Nel pubblico impiego bonus e mancette al posto del rinnovo dei contratti scaduti

Tratto da USB

Le cose non avvengono quasi mai per caso. Da qualche giorno è in atto una campagna tesa a dimostrare che i dipendenti pubblici percepiscono retribuzioni mediamente superiori a quelle del settore privato e che, quindi, non avrebbero troppo di che lamentarsi.

Tralasciando l’eterogeneità dei dati comparati, la guerra tra poveri insita in questo ragionamento e il divario esistente tra gli stipendi dei dirigenti e quelli del personale, alcuni dati sono incontrovertibili: i salari dei dipendenti pubblici italiani sono sensibilmente inferiori rispetto a quelli dei dipendenti pubblici francesi, tedeschi o spagnoli e l’ultimo rinnovo contrattuale ha coperto la metà dell’inflazione, già di per sé depurata dal costo dei beni energetici.
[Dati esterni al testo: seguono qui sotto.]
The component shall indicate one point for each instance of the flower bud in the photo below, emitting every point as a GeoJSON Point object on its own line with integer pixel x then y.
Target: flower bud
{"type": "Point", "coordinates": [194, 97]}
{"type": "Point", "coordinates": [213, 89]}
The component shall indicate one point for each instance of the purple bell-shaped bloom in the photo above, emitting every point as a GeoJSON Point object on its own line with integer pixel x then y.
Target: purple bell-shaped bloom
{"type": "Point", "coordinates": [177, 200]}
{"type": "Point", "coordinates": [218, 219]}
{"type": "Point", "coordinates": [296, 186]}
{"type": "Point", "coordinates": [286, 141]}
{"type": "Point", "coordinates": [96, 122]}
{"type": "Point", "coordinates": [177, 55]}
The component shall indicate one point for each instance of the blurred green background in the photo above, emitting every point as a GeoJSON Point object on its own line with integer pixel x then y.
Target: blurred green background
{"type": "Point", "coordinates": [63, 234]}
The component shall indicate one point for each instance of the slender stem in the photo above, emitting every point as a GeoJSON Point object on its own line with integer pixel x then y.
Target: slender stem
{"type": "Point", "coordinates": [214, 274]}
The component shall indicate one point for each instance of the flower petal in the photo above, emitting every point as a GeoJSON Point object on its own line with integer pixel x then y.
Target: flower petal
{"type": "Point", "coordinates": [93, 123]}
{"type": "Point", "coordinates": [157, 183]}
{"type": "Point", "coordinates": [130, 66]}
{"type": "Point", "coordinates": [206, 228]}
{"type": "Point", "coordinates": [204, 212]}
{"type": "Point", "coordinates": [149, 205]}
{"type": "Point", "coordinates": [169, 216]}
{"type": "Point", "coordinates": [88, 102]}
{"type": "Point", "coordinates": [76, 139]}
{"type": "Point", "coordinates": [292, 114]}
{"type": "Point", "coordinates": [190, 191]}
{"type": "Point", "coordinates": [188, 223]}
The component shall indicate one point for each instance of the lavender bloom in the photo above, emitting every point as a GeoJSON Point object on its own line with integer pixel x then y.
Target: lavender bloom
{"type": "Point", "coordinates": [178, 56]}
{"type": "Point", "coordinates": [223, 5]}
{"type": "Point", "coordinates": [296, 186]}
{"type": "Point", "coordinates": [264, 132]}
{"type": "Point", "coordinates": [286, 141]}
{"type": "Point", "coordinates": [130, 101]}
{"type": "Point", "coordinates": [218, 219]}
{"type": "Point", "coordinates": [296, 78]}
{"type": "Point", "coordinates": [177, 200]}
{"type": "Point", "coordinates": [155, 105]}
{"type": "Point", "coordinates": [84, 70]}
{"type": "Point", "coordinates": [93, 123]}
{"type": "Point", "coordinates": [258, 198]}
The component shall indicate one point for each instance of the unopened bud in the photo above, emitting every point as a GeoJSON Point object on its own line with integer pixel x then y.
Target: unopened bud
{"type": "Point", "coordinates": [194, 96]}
Il resto sono opinioni, affermazioni spot e pura propaganda politica.

Ma la propaganda ha sempre una finalità ed ecco che nelle intenzioni del governo spunta la proroga al 2024 del bonus (poche decine di euro mensili in busta paga) percepito nel 2023, ovviamente in sostituzione dei fondi del contratto già scaduto nel 2021. La linea dell’esecutivo appare ogni giorno più chiara: saltare la tornata contrattuale e quindi nessuno stanziamento per i rinnovi contrattuali al fine di rispettare i vincoli di bilancio imposti da Bruxelles, e qualche mancetta random di poche decine di euro, sotto forma di bonus o di taglio del cuneo fiscale.

D’altronde se per il governo i dipendenti pubblici guadagnano più della media dei dipendenti privati, il rinnovo del contratto cessa di essere un sacrosanto diritto e diventa un’inaccettabile pretesa.